I've been teaching a Massachusetts Department of Elementary and Secondary (DESE) Computational Thinking unit related to fraction multiplication. As with every new unit, I'm bumbling a bit as I introduce the unit in a systematic way, yet I can definitely see the value of this new teaching focus and the way it is affecting my own perspective with regard to navigating the world around me.
As I teach this unit, I am aware of the many related positive challenges ahead:
- Using the language of computational thinking and algorithmic thinking more. The mini poster at the top of the page will help.
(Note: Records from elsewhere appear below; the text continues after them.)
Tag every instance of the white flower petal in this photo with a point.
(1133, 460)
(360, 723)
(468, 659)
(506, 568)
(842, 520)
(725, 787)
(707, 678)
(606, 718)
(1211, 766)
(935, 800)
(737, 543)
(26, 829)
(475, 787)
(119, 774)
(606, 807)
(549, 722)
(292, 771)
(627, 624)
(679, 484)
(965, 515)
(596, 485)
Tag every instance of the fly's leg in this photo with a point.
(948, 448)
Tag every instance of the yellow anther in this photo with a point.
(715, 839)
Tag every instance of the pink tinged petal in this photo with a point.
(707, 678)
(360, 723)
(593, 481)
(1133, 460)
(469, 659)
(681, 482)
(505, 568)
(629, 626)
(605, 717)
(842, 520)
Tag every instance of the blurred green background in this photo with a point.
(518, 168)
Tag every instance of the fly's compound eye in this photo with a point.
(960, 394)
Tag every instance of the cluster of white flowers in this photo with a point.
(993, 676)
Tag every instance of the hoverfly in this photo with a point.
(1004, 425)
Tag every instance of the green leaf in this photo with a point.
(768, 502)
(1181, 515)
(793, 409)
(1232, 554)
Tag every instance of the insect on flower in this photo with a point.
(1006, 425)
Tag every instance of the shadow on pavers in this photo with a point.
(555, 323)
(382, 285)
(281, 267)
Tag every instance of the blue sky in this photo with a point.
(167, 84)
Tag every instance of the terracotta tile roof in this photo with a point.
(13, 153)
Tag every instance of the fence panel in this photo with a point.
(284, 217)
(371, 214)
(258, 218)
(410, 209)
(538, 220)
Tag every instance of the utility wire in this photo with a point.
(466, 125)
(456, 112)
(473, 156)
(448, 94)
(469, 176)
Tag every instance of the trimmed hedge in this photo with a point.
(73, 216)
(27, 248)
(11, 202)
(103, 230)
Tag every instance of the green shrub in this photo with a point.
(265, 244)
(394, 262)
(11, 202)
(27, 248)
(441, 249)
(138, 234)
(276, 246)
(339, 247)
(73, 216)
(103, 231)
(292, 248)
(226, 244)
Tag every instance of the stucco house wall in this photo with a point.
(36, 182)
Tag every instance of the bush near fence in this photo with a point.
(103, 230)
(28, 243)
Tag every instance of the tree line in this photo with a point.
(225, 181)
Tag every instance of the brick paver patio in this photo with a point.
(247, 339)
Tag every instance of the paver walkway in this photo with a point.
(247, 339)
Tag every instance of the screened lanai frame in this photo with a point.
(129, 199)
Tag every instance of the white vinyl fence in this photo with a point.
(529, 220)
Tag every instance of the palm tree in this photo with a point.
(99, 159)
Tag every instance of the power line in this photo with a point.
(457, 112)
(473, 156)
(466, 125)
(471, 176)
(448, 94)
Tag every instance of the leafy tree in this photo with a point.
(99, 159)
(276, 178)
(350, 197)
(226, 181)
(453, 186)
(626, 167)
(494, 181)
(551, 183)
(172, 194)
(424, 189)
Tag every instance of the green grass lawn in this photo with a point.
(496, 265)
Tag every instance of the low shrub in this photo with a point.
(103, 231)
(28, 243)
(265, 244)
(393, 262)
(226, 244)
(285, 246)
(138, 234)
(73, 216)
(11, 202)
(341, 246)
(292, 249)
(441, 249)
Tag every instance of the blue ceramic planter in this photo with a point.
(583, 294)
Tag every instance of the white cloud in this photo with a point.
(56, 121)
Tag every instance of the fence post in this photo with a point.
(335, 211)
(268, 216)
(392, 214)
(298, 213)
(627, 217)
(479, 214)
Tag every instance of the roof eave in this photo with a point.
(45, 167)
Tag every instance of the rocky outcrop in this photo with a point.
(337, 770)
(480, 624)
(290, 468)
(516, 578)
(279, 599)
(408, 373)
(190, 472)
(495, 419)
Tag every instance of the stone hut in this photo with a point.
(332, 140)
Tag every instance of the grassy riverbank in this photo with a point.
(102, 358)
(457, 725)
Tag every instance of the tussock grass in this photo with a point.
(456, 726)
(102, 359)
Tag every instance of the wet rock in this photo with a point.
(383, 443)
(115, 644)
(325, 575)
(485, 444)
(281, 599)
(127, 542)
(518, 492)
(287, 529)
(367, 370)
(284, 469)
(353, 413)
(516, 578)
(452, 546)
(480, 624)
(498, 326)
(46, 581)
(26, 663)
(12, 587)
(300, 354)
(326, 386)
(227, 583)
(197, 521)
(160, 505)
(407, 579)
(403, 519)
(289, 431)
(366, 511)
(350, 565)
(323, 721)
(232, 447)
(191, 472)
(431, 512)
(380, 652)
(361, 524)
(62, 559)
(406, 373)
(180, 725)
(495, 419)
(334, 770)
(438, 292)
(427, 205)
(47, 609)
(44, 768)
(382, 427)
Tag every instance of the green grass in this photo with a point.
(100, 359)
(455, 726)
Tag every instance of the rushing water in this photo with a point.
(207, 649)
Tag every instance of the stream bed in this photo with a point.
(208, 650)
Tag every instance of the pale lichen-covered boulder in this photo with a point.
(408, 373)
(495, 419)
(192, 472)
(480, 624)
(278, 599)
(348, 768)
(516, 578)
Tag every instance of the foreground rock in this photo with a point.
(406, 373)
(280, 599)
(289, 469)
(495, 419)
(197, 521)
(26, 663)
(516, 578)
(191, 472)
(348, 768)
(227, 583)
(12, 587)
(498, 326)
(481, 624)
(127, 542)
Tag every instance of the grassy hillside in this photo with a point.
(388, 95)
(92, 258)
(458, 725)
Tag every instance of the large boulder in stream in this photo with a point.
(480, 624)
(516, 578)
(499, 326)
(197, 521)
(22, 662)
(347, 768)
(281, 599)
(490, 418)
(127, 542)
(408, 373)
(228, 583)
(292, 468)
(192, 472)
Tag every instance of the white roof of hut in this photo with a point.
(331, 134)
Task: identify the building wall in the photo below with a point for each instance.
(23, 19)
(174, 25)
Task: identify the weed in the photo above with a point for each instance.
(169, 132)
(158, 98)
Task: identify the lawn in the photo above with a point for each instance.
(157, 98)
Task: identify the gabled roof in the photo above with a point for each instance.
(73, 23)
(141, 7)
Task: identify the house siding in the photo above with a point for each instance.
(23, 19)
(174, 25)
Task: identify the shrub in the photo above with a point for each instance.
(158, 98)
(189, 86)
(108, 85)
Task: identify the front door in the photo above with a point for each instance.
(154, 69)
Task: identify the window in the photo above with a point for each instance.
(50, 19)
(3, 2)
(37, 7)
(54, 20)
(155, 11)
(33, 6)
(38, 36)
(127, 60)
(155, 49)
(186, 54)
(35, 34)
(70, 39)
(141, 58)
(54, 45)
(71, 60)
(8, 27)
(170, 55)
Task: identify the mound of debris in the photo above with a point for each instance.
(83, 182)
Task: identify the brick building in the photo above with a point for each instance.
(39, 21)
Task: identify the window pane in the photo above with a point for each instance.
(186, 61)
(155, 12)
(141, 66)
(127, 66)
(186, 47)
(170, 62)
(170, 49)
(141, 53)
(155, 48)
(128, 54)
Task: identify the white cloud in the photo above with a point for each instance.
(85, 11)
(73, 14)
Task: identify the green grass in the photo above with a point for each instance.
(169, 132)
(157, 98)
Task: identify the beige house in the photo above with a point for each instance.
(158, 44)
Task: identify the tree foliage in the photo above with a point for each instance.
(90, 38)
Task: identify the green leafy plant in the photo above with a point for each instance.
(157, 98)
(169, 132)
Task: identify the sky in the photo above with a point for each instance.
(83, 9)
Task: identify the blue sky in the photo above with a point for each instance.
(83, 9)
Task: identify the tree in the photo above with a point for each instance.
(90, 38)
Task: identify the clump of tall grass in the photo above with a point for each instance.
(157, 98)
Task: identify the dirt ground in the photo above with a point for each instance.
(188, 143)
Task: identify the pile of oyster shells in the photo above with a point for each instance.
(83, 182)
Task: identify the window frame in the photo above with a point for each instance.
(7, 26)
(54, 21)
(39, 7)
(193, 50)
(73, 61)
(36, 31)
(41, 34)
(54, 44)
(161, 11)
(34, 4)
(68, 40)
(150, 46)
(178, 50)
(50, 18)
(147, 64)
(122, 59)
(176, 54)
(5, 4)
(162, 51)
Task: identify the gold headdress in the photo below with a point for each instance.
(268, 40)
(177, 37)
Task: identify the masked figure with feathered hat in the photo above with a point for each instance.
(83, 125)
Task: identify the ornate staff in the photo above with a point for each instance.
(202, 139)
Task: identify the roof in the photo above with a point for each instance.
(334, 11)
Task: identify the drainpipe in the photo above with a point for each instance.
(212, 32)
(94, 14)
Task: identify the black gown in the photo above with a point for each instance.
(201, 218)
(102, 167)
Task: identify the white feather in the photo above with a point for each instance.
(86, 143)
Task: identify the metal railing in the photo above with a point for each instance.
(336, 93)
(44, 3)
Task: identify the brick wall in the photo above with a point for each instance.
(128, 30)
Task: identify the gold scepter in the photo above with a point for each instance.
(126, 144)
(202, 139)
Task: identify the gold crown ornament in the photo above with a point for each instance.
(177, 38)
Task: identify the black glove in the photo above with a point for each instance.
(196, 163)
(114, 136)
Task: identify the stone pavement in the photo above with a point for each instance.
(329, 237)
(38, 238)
Also since taking Fortran many years ago, I've typically set up my online and offline learning menus with an "If, than, or else" pattern which is a computational thinking pattern.
- Immersing myself more into the language and information related to computational thinking, while I'm a bit wary of the Koch Brother's publication, Big Think, I did think these articles provide a good starting perspective of why to teach computational thinking today and how to whet young students' appetite for that study:
- The true value of coding: It teaches you to think differently
- Your Life is an Algorithm, Your Brain is an Operating System
- Learning about how our school system is teaching and developing students' computational thinking knowledge and use so that I can connect my teaching to that work in developmentally appropriate and advantageous ways.
- Learning more about how to intersect this perspective and activity with the math curriculum.
- Reviewing more of DESE's related units and embedding those efforts into the math and science curriculum.
- Thinking about how we can better incorporate coding into the math program?
|Unit Additions Link|
To develop learning/teaching programs in ways that help students to navigate their world today and into the future well is a terrific focus that keeps one invested and engaged in education--the focus on computational thinking will work well for me in this regard.